Re: [PATCH rfc v2 04/10] s390: mm: use try_vma_locked_page_fault()

From: Alexander Gordeev
Date: Thu Aug 24 2023 - 04:18:49 EST


On Mon, Aug 21, 2023 at 08:30:50PM +0800, Kefeng Wang wrote:
> Use new try_vma_locked_page_fault() helper to simplify code.
> No functional change intended.
>
> Signed-off-by: Kefeng Wang <wangkefeng.wang@xxxxxxxxxx>
> ---
> arch/s390/mm/fault.c | 66 ++++++++++++++++++--------------------------
> 1 file changed, 27 insertions(+), 39 deletions(-)
>
> diff --git a/arch/s390/mm/fault.c b/arch/s390/mm/fault.c
> index 099c4824dd8a..fbbdebde6ea7 100644
> --- a/arch/s390/mm/fault.c
> +++ b/arch/s390/mm/fault.c
> @@ -357,16 +357,18 @@ static noinline void do_fault_error(struct pt_regs *regs, vm_fault_t fault)
> static inline vm_fault_t do_exception(struct pt_regs *regs, int access)
> {
> struct gmap *gmap;
> - struct task_struct *tsk;
> - struct mm_struct *mm;
> struct vm_area_struct *vma;
> enum fault_type type;
> - unsigned long address;
> - unsigned int flags;
> + struct mm_struct *mm = current->mm;
> + unsigned long address = get_fault_address(regs);
> vm_fault_t fault;
> bool is_write;
> + struct vm_fault vmf = {
> + .real_address = address,
> + .flags = FAULT_FLAG_DEFAULT,
> + .vm_flags = access,
> + };
>
> - tsk = current;
> /*
> * The instruction that caused the program check has
> * been nullified. Don't signal single step via SIGTRAP.
> @@ -376,8 +378,6 @@ static inline vm_fault_t do_exception(struct pt_regs *regs, int access)
> if (kprobe_page_fault(regs, 14))
> return 0;
>
> - mm = tsk->mm;
> - address = get_fault_address(regs);
> is_write = fault_is_write(regs);
>
> /*
> @@ -398,45 +398,33 @@ static inline vm_fault_t do_exception(struct pt_regs *regs, int access)
> }
>
> perf_sw_event(PERF_COUNT_SW_PAGE_FAULTS, 1, regs, address);
> - flags = FAULT_FLAG_DEFAULT;
> if (user_mode(regs))
> - flags |= FAULT_FLAG_USER;
> + vmf.flags |= FAULT_FLAG_USER;
> if (is_write)
> - access = VM_WRITE;
> - if (access == VM_WRITE)
> - flags |= FAULT_FLAG_WRITE;
> - if (!(flags & FAULT_FLAG_USER))
> - goto lock_mmap;
> - vma = lock_vma_under_rcu(mm, address);
> - if (!vma)
> - goto lock_mmap;
> - if (!(vma->vm_flags & access)) {
> - vma_end_read(vma);
> - goto lock_mmap;
> - }
> - fault = handle_mm_fault(vma, address, flags | FAULT_FLAG_VMA_LOCK, regs);
> - if (!(fault & (VM_FAULT_RETRY | VM_FAULT_COMPLETED)))
> - vma_end_read(vma);
> - if (!(fault & VM_FAULT_RETRY)) {
> - count_vm_vma_lock_event(VMA_LOCK_SUCCESS);
> - if (likely(!(fault & VM_FAULT_ERROR)))
> - fault = 0;

This fault fixup is removed in the new version.

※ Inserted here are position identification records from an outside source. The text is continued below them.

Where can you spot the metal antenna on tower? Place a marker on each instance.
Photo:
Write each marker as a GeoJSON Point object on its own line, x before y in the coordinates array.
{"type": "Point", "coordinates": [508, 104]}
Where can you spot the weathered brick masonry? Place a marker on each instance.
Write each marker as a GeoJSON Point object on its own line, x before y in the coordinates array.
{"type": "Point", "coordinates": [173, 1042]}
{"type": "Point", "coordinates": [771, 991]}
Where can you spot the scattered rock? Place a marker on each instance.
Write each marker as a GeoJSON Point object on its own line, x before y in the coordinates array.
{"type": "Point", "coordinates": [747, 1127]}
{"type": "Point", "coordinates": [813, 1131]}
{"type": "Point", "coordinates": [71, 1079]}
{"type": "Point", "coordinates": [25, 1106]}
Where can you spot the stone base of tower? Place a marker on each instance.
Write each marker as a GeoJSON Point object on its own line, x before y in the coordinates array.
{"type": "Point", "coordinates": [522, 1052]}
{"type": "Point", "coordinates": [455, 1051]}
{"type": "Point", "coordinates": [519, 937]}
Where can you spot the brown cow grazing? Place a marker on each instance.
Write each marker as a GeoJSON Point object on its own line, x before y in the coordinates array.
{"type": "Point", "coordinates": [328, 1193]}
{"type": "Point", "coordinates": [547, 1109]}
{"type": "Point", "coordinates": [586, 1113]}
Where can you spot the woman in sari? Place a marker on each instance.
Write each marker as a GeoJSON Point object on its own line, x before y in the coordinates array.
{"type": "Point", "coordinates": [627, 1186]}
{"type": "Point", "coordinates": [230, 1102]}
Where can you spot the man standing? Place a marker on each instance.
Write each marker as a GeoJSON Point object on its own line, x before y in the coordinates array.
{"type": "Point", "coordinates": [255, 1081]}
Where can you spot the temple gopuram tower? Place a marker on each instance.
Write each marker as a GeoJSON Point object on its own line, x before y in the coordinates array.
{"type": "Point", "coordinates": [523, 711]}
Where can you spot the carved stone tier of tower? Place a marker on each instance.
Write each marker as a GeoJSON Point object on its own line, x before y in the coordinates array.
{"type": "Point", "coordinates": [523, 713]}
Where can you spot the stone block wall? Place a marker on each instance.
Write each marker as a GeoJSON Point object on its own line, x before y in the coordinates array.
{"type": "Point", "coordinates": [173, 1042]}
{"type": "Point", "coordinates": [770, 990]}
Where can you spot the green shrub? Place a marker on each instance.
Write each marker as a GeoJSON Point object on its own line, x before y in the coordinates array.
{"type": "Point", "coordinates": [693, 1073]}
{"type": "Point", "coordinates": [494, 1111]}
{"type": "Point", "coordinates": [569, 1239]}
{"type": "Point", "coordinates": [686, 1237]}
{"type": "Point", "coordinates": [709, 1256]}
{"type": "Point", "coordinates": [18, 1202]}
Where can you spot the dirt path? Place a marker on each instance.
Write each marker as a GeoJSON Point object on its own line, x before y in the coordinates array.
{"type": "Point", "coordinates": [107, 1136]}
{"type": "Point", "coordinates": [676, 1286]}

> + vmf.vm_flags = VM_WRITE;
> + if (vmf.vm_flags == VM_WRITE)
> + vmf.flags |= FAULT_FLAG_WRITE;
> +
> + fault = try_vma_locked_page_fault(&vmf);
> + if (fault == VM_FAULT_NONE)
> + goto lock_mm;

Because VM_FAULT_NONE is set to 0 it gets confused with
the success code of 0 returned by a fault handler. In the
former case we want to continue, while in the latter -
successfully return. I think it applies to all archs.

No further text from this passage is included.